Esto afirma Rubén Lardín. Es decir, que se cree que el simple acto de leer es bueno, no el leer obras buenas. Esto creen algunos políticos: que leer un libro de Javier Sierra es lo mismo que leer uno de Stendhal. Luego nos quejaremos de los resultados electorales.

Esa librería, qué poca duda cabe, es innecesaria para la cultura. Merece incluso más condena que Sálvame, pues al menos este último no esconde tan descaradamente su vulgaridad bajo una capa de cultura (que lo ha hecho, pero no es el caso). Aplicando el principio orteguiano de que evitar al mundo los libros innecesarios es una obra de caridad, esta librería equivaldría a la mafia.

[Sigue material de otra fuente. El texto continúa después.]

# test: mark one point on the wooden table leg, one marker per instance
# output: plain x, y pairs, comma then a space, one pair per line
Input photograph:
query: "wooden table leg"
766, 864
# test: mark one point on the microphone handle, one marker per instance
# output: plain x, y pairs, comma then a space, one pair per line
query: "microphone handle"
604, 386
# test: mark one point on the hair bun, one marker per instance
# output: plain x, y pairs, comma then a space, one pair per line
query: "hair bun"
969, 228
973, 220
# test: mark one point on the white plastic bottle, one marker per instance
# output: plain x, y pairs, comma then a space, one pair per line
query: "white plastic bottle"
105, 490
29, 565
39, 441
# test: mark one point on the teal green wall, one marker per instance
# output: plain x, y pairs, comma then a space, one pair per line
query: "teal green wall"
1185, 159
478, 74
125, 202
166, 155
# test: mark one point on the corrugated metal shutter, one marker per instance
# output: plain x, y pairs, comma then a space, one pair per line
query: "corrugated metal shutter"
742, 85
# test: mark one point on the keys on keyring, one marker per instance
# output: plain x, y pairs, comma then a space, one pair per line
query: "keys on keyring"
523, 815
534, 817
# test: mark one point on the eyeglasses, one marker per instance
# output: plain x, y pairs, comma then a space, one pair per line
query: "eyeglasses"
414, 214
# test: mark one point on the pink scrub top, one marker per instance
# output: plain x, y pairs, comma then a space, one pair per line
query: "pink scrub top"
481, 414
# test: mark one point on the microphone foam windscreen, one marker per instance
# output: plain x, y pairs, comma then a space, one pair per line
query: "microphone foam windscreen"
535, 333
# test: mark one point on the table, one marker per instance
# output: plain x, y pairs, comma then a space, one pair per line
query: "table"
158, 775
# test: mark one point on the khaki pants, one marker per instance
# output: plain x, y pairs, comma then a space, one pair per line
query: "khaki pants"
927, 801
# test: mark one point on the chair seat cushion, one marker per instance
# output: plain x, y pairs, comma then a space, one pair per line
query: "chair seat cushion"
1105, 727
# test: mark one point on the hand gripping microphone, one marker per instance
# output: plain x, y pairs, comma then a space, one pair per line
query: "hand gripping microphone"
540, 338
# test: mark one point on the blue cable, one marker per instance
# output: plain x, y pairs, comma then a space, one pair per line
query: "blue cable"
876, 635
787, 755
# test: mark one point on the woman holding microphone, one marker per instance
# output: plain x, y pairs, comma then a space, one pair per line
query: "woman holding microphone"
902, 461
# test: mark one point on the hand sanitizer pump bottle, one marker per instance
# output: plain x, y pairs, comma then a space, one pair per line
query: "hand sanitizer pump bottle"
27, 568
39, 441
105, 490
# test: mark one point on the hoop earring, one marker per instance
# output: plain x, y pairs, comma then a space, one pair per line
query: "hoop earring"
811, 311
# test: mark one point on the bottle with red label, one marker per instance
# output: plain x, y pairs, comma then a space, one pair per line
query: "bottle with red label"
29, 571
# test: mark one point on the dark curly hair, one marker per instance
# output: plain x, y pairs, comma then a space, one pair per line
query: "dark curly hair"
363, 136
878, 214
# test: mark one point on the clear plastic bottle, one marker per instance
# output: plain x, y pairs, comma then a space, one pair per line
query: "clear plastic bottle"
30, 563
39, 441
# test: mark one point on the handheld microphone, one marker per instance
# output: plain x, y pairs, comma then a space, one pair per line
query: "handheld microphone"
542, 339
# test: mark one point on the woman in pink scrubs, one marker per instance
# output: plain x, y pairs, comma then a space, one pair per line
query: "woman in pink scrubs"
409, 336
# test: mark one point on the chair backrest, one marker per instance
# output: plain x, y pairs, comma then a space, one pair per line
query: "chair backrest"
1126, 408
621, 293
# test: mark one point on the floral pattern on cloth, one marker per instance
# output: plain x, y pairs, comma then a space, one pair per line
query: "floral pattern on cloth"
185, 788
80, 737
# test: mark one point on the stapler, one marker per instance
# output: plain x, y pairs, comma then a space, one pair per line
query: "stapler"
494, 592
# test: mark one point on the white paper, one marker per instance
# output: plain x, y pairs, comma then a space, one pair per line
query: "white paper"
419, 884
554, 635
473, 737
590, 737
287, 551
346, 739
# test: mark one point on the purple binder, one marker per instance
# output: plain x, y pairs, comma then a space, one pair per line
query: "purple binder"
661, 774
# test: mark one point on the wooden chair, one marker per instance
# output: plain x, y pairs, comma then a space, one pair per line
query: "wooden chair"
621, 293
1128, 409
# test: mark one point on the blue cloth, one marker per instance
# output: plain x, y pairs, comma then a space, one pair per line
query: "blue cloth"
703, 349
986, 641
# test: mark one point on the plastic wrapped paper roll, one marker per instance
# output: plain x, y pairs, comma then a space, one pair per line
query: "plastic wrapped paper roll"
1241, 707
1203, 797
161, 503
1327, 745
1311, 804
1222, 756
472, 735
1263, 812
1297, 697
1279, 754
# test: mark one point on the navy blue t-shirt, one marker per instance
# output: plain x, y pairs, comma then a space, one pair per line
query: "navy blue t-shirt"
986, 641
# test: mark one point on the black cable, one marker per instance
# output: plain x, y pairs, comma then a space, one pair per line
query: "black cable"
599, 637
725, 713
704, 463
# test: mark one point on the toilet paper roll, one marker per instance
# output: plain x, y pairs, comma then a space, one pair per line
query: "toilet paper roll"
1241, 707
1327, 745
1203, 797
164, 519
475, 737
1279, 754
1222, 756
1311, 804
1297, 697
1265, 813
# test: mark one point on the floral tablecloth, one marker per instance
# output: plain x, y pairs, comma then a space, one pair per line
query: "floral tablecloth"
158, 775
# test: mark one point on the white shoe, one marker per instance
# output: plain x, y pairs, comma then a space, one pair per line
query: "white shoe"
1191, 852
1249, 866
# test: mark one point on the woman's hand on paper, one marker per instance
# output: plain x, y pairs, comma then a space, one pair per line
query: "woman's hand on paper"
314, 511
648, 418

Para mí, a estas alturas, leer es por lo general mejor que ver la tele, pero porque la literatura tiene miles de años y la televisión un siglo. Muchos libros son buenos, algunos programas son asimismo buenos. Hay más de los primeros que de los segundos porque la literatura es mucho más antigua, pero también ocurre al contrario: la mala literatura es un enorme ejército. En sus días, ya hubo caballeros dedicados a combatirlo.

Tampoco me vale ya la excusa de los realities, aunque yo sea el primero en no verle gracia a un grupo de famosos dándose un chapuzón y que dos cadenas estén peleando para ofrecer los saltos más graciosos, pues no pasan de ser una simple anécdota que muchas veces se usa como falacia de reducción al absurdo. Como demuestra el revuelo alrededor del cuadro del hermafrodita, el morbo ya estaba ahí cuando Tele5 fue fundada. El verso shakespeariano dice que el cuadro tenía una cortina que ocultaba el cuadro hasta que se presentaba el número y tipo de personas “autorizados” a ver el cuadro, supongo que con algún pago monetario. Bien mirado, es la estrategia de Eric Cartman: basta con que pongas una cortina, o una valla, para despertar el interés del prójimo.

La verdadera novedad es que ahora es más fácil y cómodo. Hoy en día, tanto los feriantes de sí mismos y los espectadores deseosos de bufones lo tienen mucho más fácil. Los primeros sólo tienen que ir al casting del próximo Gran Hermano, a ver si, como dicen en mi casa, cae la breva y los segundos pueden estar cómodamente sentados mientras toman un refresco para ver un desfile de patanes. De haber nacido hoy en día, Mary Frith lo habría tenido fácil para asombrar al mundo con sus excentricidades.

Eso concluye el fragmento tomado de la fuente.